Specifically, containerd can be used to transfer container images, container execution and supervision, low-level local storage, and network interfaces across both Linux and Windows. If this sounds familiar, it should. The Linux Foundation's Open Container Initiative (OCI) was meant to create a vendor-neutral container Runtime Specification and Image Specification.

Even though Docker is not releasing this project under the OCI, the company claims containerd fully leverages the OCI runtime, image format specifications, and OCI reference implementation (runC). Eventually, Docker plans to pursue OCI certification.

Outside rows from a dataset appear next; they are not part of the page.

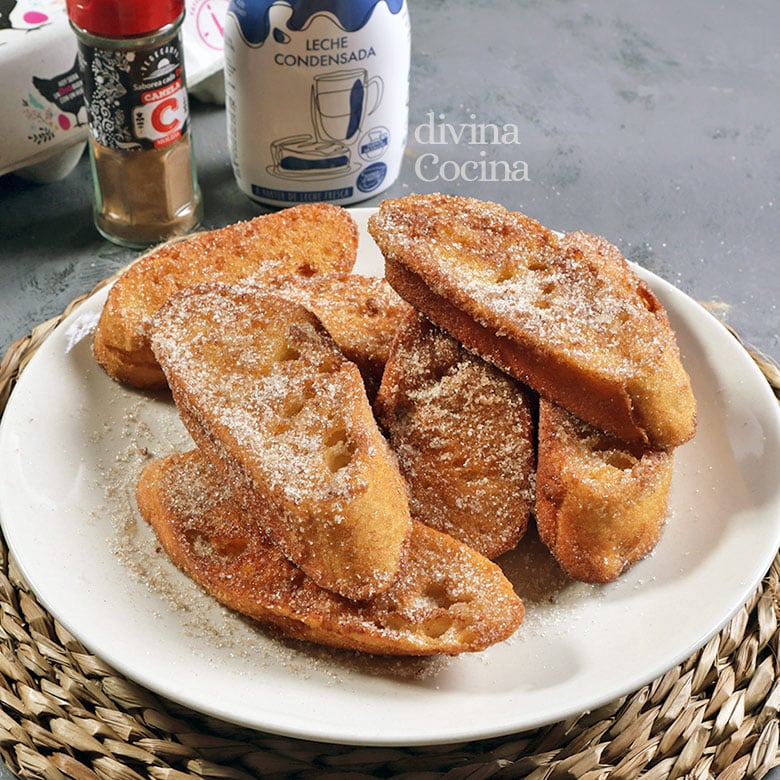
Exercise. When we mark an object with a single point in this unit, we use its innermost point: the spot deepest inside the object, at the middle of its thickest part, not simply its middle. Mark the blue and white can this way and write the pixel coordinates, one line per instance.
(317, 97)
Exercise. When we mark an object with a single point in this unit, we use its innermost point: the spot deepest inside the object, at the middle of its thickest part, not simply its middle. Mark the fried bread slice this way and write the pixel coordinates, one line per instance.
(361, 313)
(276, 407)
(302, 240)
(463, 434)
(568, 316)
(600, 504)
(445, 599)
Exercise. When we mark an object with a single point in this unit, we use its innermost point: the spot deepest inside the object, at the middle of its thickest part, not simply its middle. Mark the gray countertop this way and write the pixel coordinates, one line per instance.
(656, 125)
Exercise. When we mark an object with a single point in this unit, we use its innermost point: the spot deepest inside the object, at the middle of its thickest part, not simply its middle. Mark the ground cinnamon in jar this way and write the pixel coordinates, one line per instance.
(132, 65)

"This is the result of months of close collaboration and input from thought leaders in the Docker community," said Solomon Hykes, Docker's founder and CTO in a blog post. He continued:

We think it will unlock a whole new phase of innovation and growth across the entire ecosystem, which in turn will benefit every Docker developer and customer. Docker's focus has always been on solving users' problems first and then spinning out the plumbing projects that address those challenges along the way. We are excited by the support that the containerd project is getting from the leaders in the industry and we know their backing of resources will fuel the growth of this collaborative project.

Historically, Docker has open-sourced its programs after working on them in-house at first. Examples include libcontainer. libnetwork, and  runC, which donated to the OCI.

In the case of containerd, the plan is to make sure it has limited feature scope. The goal is to create a "boring" infrastructure plumbing component shared across all container systems and leading orchestrators. The project will follow a community-defined release process that emphasizes quality over new features and will be branded separately from Docker to avoid undue benefit from a single commercial entity.